Question

A car accelerates uniformly from 18 km/h to 36 km/h in 5 seconds. Calculate (i) the acceleration and (ii) the distance covered by the car in that time.

Answer 1

Step 1:Given data:

Initial velocity, u = 18 km/h.

final velocity, v = 36 km/h.

time of travel, t = 5 sec.

Step 2:Finding the acceleration covered by the car:

Let, the acceleration of the car is $am/s^2.$

Now,

$$\begin{gathered} initialvelocity,u=18k/h=\frac{18\times 1000}{3600}=5m/s. \\ finalvelocity,v=36km/h=\frac{36\times 1000}{3600}=10m/s. \end{gathered}$$

We know that,

From the first equation of motion,

$v=u+at$

Where u and v are the initial and final velocities respectively, a is a constant acceleration.

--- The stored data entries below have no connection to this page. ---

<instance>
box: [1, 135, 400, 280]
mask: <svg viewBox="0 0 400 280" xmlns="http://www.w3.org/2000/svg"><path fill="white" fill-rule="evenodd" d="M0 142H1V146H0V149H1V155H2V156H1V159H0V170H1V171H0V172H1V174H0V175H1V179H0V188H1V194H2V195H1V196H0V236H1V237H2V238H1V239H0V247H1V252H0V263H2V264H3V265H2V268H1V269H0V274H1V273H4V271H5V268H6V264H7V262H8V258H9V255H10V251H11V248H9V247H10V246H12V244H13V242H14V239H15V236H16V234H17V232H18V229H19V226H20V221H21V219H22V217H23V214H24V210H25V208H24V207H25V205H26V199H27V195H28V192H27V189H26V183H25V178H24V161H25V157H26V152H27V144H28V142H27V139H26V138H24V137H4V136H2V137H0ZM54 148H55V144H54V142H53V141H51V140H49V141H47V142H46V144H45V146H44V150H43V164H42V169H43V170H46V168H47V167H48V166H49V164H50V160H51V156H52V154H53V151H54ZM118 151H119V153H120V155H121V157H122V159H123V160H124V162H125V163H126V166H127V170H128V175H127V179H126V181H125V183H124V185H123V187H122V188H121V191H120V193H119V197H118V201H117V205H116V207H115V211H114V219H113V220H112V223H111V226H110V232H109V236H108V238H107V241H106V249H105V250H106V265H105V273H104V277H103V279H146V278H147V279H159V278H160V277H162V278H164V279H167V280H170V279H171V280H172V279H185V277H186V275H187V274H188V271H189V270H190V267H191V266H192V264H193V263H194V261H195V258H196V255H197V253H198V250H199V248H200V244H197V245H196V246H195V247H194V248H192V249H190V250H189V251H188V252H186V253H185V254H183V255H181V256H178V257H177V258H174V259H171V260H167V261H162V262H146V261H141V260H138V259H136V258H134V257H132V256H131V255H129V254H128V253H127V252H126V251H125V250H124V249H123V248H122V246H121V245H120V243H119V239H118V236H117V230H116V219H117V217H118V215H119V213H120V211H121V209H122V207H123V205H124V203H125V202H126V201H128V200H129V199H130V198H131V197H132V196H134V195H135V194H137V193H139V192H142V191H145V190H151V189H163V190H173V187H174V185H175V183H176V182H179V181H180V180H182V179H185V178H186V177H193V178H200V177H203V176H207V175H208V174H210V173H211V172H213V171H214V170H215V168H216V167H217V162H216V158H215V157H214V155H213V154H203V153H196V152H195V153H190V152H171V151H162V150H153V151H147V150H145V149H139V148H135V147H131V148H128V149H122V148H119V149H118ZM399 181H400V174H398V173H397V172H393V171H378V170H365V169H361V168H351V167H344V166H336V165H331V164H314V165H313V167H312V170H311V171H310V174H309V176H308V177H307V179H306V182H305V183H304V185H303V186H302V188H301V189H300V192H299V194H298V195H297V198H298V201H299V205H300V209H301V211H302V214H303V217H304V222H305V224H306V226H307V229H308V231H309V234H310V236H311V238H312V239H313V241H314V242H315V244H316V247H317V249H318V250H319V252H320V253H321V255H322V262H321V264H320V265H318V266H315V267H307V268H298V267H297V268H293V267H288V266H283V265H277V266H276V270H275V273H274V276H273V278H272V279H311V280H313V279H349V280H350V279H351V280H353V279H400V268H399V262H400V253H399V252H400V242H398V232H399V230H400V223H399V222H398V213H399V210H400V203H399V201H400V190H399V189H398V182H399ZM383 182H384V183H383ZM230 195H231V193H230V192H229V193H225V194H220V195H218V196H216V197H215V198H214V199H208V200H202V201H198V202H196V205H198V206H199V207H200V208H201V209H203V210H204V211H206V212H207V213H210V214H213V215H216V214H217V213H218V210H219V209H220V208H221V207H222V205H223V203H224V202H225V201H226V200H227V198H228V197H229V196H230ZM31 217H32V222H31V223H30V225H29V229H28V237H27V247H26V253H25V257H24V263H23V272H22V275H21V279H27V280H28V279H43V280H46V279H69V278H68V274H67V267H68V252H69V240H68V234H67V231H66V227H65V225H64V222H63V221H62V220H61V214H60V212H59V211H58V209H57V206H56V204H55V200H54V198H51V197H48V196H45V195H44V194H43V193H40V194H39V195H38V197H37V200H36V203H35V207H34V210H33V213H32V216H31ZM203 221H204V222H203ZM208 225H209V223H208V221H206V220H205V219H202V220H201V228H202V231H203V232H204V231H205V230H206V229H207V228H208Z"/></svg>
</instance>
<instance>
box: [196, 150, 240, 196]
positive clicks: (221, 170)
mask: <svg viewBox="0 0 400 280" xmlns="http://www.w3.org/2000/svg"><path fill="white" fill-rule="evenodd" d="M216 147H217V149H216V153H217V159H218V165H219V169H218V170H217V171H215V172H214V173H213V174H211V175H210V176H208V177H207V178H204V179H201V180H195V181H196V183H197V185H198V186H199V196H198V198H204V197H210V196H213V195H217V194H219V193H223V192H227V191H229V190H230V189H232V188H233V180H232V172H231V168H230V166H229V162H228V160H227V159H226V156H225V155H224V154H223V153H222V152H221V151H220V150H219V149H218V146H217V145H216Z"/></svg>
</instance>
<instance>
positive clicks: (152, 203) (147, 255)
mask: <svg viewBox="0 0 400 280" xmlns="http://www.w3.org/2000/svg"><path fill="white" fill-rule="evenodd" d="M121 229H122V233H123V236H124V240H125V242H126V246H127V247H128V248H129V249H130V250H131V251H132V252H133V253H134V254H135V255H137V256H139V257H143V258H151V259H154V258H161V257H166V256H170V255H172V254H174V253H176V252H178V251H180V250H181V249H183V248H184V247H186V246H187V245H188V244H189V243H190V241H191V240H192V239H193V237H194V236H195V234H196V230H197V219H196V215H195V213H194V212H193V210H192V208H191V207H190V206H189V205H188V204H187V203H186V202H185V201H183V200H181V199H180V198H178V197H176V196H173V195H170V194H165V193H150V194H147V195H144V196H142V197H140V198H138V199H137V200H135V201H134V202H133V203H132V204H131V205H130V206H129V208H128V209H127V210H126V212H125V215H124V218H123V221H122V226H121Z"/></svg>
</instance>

$$\begin{gathered} ora=\frac{v-u}{t}=\frac{10-5}{5}=1m/s^2. \\ ora=1m/s^2. \end{gathered}$$

Therefore, the acceleration of the car is $1m/s^2.$

Step 3:Finding the distance covered by the car:

Let, the distance traveled by car is ‘S’ m.

We know that,

From the second equation of motion,

$s=ut+\frac{1}{2}a{t}^2.$

Where, u = initial velocity, t = time, s is the distance traveled, and a = acceleration.

$$\begin{gathered} s=ut+\frac{1}{2}a{t}^2=\left(5\times 5\right)+\frac{1}{2}\times 1\times \left(5^2\right) \\ ors=25+\frac{25}{2}=37.5m. \\ ors=37.5m. \end{gathered}$$

Therefore, the distance traveled by car is 37.5 m.